Rien ne va plus entre les CCI et le Gouvernement ! Un rapport publié par l’Inspection générale des finances (IGF), des affaires sociales (Igas) et du Conseil général de l’économie (CGEIET) vient de mettre le feu aux poudres….

La sévérité du rapport et les pistes de réforme envisagées ont conduit les CCI à voter le 27 mai dernier une motion de défense contre le gouvernement.

Voici pourquoi.

Arnaud Montebourg et la réforme des CCI

Le contenu du rapport

Le rapport de l’IGF, de l’IGAS et de la CGEIET ne sera pas officiellement publié avant l’été mais le contenu des documents de travail a déjà été publié dans la presse (source).

Voilà, pêle-mêle, les dysfonctionnements qui sont pointés du doigt :

  • une mauvaise gestion
  • une intervention dans des domaines d’actions où de nombreux acteurs sont déjà présents
  • un réseau “très atomisé”
  • et une situation financière très confortable : le financement alloué aux CCI serait supérieurs à leurs besoins (le trop-versé serait compris entre 132 et 206 millions d’euros par an, suite à une augmentation de la taxe pour frais de chambre de 19 % en euros constants entre 2000 et 2012).  Les salaires auraient notamment augmenté de 35 % entre 2004 et 2012.

 Les réformes envisagées

  •  un prélèvement supplémentaire dans le fonds de roulement des CCI dès le collectif budgétaire de juin (un premier prélèvement de 170 millions d’euros a déjà été effectué)
  • un encadrement de la rémunération des cadres dirigeants
  • les activités marchandes déficitaires (comme certaines actions de formation continue) devront obligatoirement devenir rentables ou être supprimées
  • la taxe pour frais de chambre pourrait diminuer dès 2015
  • le nombre de CCI pourrait être sensiblement diminué d’ici 2017 : le rapport suggère de ne maintenir qu’une seule CCI par région (à l’heure actuelle, il y en a 145)

 Les arguments des CCI

Les CCI considèrent que ces mesures vont aboutir au “démantèlement de l’économie sur le territoire” : suppression d’emplois, diminution du nombre d’apprentis, baisse de la compétitivité des régions, ports et aéroports menacés…

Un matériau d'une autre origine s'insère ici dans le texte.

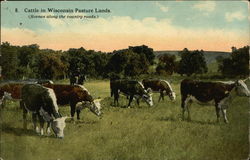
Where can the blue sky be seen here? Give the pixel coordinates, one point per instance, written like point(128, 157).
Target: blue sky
point(175, 17)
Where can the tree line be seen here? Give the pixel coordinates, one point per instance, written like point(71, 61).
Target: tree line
point(29, 61)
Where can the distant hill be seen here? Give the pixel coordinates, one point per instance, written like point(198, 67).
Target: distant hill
point(210, 56)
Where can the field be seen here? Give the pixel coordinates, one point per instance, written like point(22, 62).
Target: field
point(137, 133)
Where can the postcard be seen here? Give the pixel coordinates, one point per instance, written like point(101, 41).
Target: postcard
point(124, 80)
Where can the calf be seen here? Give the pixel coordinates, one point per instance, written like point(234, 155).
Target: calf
point(131, 88)
point(219, 93)
point(41, 101)
point(72, 94)
point(161, 86)
point(13, 88)
point(5, 96)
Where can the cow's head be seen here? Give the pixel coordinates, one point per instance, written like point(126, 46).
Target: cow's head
point(241, 88)
point(96, 107)
point(7, 95)
point(58, 126)
point(172, 95)
point(147, 97)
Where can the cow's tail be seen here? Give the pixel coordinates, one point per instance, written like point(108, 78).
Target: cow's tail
point(112, 79)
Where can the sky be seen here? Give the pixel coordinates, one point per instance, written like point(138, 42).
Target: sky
point(161, 25)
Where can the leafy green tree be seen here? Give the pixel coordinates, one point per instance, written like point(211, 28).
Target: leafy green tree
point(237, 64)
point(50, 66)
point(167, 64)
point(148, 52)
point(9, 61)
point(192, 62)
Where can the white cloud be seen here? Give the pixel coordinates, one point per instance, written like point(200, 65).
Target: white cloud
point(162, 7)
point(234, 16)
point(207, 6)
point(120, 32)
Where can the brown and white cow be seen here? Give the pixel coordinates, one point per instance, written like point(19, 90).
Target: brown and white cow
point(13, 88)
point(131, 88)
point(72, 94)
point(204, 92)
point(159, 85)
point(41, 101)
point(6, 96)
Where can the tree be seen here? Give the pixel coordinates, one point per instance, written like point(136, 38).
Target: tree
point(148, 52)
point(237, 64)
point(9, 61)
point(167, 64)
point(50, 66)
point(192, 62)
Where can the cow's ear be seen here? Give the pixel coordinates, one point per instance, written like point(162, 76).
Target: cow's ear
point(149, 90)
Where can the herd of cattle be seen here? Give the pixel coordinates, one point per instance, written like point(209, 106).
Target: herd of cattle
point(42, 98)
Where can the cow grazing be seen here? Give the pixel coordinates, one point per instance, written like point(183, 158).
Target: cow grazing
point(72, 94)
point(13, 88)
point(77, 79)
point(161, 86)
point(219, 93)
point(6, 96)
point(41, 101)
point(96, 109)
point(131, 88)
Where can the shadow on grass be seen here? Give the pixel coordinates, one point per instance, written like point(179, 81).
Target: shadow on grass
point(176, 119)
point(84, 122)
point(23, 132)
point(17, 131)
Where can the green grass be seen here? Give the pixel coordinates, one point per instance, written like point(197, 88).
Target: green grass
point(137, 133)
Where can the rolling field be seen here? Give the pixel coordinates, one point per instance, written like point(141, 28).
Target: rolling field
point(137, 133)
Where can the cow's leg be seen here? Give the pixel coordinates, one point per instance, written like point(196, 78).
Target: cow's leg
point(130, 100)
point(224, 113)
point(185, 104)
point(41, 120)
point(24, 114)
point(78, 111)
point(116, 97)
point(161, 96)
point(48, 128)
point(34, 119)
point(183, 99)
point(138, 101)
point(217, 109)
point(72, 110)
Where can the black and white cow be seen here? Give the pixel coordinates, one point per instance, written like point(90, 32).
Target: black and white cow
point(131, 88)
point(41, 101)
point(96, 108)
point(217, 92)
point(159, 85)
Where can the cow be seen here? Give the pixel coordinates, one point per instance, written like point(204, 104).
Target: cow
point(131, 88)
point(6, 96)
point(96, 109)
point(77, 79)
point(161, 86)
point(41, 101)
point(72, 94)
point(204, 92)
point(13, 88)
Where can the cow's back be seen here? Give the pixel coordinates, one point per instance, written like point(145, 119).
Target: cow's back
point(67, 94)
point(32, 95)
point(205, 91)
point(13, 88)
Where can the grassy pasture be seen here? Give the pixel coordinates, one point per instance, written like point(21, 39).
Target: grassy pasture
point(137, 133)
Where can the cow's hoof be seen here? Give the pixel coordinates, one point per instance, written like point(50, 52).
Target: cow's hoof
point(37, 130)
point(48, 131)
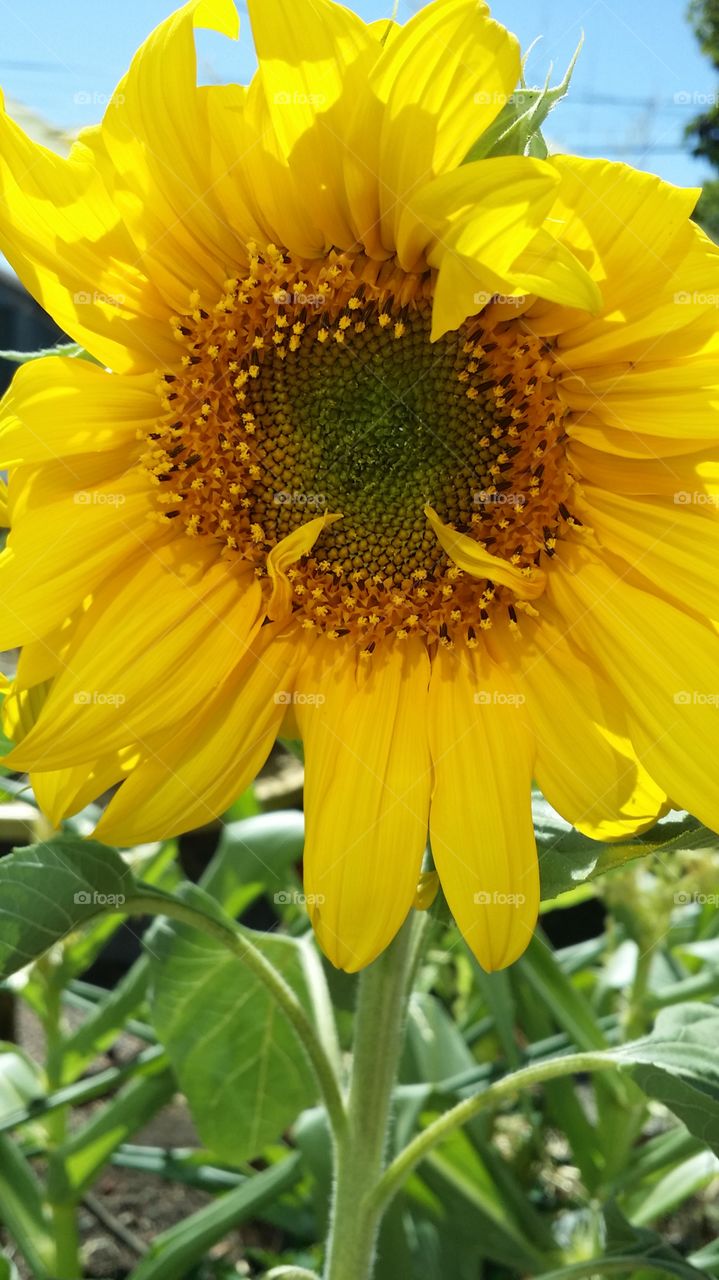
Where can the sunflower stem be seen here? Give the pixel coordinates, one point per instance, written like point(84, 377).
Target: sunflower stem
point(379, 1031)
point(238, 941)
point(397, 1174)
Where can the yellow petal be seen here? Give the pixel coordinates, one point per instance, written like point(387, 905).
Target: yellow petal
point(470, 557)
point(63, 234)
point(307, 51)
point(366, 794)
point(664, 664)
point(287, 553)
point(674, 544)
point(481, 821)
point(488, 211)
point(586, 764)
point(549, 269)
point(156, 639)
point(436, 86)
point(65, 791)
point(60, 549)
point(664, 400)
point(158, 145)
point(192, 776)
point(56, 407)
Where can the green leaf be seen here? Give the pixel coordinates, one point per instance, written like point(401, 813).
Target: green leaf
point(255, 856)
point(22, 1210)
point(74, 1165)
point(517, 129)
point(106, 1020)
point(21, 1080)
point(64, 348)
point(50, 888)
point(678, 1065)
point(236, 1056)
point(628, 1251)
point(8, 1270)
point(568, 859)
point(175, 1252)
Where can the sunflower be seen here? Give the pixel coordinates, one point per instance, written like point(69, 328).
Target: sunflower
point(408, 455)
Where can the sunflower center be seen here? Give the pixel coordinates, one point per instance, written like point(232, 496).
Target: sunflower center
point(315, 388)
point(375, 426)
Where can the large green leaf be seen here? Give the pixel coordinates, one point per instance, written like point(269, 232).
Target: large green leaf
point(236, 1057)
point(21, 1080)
point(50, 888)
point(177, 1251)
point(678, 1065)
point(255, 856)
point(568, 859)
point(640, 1251)
point(74, 1165)
point(64, 348)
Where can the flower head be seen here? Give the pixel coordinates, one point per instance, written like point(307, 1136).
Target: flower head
point(411, 456)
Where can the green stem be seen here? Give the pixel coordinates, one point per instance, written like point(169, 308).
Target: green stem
point(361, 1155)
point(241, 945)
point(445, 1124)
point(637, 1015)
point(64, 1215)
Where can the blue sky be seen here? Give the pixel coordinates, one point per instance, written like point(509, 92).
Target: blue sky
point(640, 76)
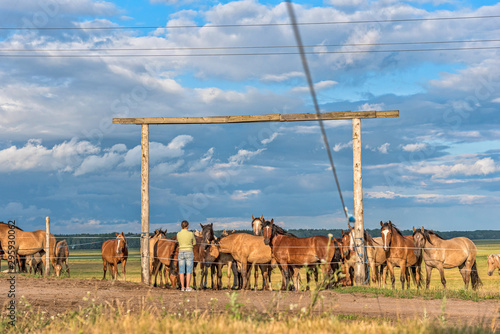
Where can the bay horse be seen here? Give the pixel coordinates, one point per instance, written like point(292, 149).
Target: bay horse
point(399, 253)
point(62, 254)
point(25, 242)
point(257, 223)
point(493, 263)
point(114, 252)
point(376, 259)
point(246, 249)
point(167, 254)
point(292, 253)
point(446, 254)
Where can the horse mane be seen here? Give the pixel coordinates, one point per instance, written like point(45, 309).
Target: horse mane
point(15, 226)
point(395, 228)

Elles considèrent également qu’il s’agit de “chiffres irresponsables”.  Selon elles, c’est “l’existence même des CCI” qui est remise en cause.

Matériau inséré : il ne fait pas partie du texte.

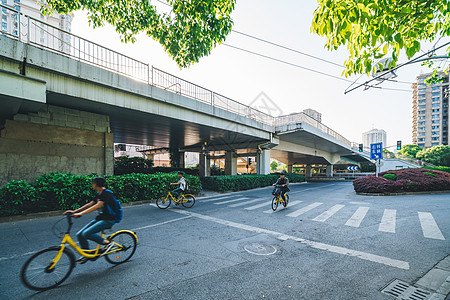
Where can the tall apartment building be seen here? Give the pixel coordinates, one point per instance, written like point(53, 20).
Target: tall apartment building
point(39, 33)
point(313, 114)
point(374, 136)
point(430, 112)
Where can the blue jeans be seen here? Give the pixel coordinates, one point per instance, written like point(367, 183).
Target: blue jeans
point(88, 232)
point(177, 192)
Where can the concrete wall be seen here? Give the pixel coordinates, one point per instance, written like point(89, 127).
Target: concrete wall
point(55, 140)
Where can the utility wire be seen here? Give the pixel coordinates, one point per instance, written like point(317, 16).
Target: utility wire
point(302, 67)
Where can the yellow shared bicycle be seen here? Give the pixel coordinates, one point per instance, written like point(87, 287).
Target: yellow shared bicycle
point(50, 267)
point(278, 199)
point(187, 200)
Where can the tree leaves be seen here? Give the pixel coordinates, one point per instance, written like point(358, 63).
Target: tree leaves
point(190, 32)
point(370, 29)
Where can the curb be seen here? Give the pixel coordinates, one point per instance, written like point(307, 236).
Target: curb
point(405, 193)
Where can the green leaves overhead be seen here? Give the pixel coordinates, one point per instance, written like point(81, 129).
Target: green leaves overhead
point(190, 31)
point(371, 29)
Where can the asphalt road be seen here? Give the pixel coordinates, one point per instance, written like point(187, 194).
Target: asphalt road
point(329, 243)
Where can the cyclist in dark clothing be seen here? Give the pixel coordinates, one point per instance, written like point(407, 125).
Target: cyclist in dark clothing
point(103, 220)
point(283, 182)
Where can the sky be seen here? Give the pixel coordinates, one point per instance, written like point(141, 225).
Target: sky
point(243, 76)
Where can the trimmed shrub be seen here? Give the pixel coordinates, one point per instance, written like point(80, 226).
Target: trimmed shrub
point(408, 180)
point(391, 177)
point(61, 191)
point(244, 182)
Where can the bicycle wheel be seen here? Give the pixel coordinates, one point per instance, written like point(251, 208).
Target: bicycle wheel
point(188, 201)
point(286, 201)
point(36, 275)
point(163, 202)
point(274, 203)
point(125, 251)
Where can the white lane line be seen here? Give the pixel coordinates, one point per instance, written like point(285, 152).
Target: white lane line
point(304, 209)
point(159, 224)
point(358, 216)
point(429, 226)
point(270, 211)
point(388, 221)
point(329, 213)
point(317, 245)
point(245, 202)
point(231, 201)
point(266, 203)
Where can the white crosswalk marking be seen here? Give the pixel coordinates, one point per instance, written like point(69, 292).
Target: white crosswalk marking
point(358, 216)
point(388, 221)
point(304, 209)
point(266, 203)
point(290, 204)
point(327, 214)
point(245, 202)
point(230, 201)
point(429, 226)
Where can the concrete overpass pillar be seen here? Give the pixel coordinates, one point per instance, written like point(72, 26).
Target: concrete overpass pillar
point(308, 171)
point(263, 162)
point(201, 165)
point(230, 163)
point(329, 170)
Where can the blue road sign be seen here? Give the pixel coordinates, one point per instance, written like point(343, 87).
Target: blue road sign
point(376, 151)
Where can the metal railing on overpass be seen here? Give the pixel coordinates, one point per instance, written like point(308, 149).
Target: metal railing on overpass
point(39, 33)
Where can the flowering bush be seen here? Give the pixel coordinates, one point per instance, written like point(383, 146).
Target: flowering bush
point(407, 180)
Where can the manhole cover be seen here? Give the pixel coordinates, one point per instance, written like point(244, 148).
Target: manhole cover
point(402, 290)
point(260, 249)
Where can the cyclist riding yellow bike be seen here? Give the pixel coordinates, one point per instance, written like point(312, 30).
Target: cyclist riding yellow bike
point(283, 183)
point(109, 214)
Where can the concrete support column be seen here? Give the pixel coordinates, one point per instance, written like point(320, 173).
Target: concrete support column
point(329, 170)
point(263, 162)
point(230, 163)
point(181, 160)
point(308, 171)
point(290, 168)
point(201, 165)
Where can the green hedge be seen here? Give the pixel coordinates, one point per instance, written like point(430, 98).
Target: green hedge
point(443, 169)
point(244, 182)
point(61, 191)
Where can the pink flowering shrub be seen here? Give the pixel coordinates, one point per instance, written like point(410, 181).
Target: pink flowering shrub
point(408, 180)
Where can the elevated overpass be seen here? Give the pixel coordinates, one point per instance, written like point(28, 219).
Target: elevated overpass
point(62, 108)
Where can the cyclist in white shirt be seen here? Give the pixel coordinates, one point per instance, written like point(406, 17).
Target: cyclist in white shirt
point(182, 185)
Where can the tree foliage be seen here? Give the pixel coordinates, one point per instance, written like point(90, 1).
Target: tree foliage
point(437, 155)
point(373, 29)
point(187, 33)
point(410, 150)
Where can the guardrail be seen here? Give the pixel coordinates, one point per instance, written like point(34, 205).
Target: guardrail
point(42, 34)
point(304, 118)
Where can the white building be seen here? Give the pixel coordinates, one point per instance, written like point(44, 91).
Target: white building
point(44, 35)
point(313, 114)
point(374, 136)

Vous pouvez consulter ou télécharger ici l’appel lancé par toutes les CCI :  Motion de Défense des entreprises par les CCI

De son côté, Arnaud Montebourg a estimé que “nul ne pouvait être épargné dans  la mesure où les ressources de ce réseau sont considérables”.

Les CCI ont d’ores et déjà menacé de ne plus contribuer au financement des petits aéroports et des centres d’apprentissages si les mesures évoquées dans le rapport devaient être suivies.  Elles pourraient également se retirer de l’APCE.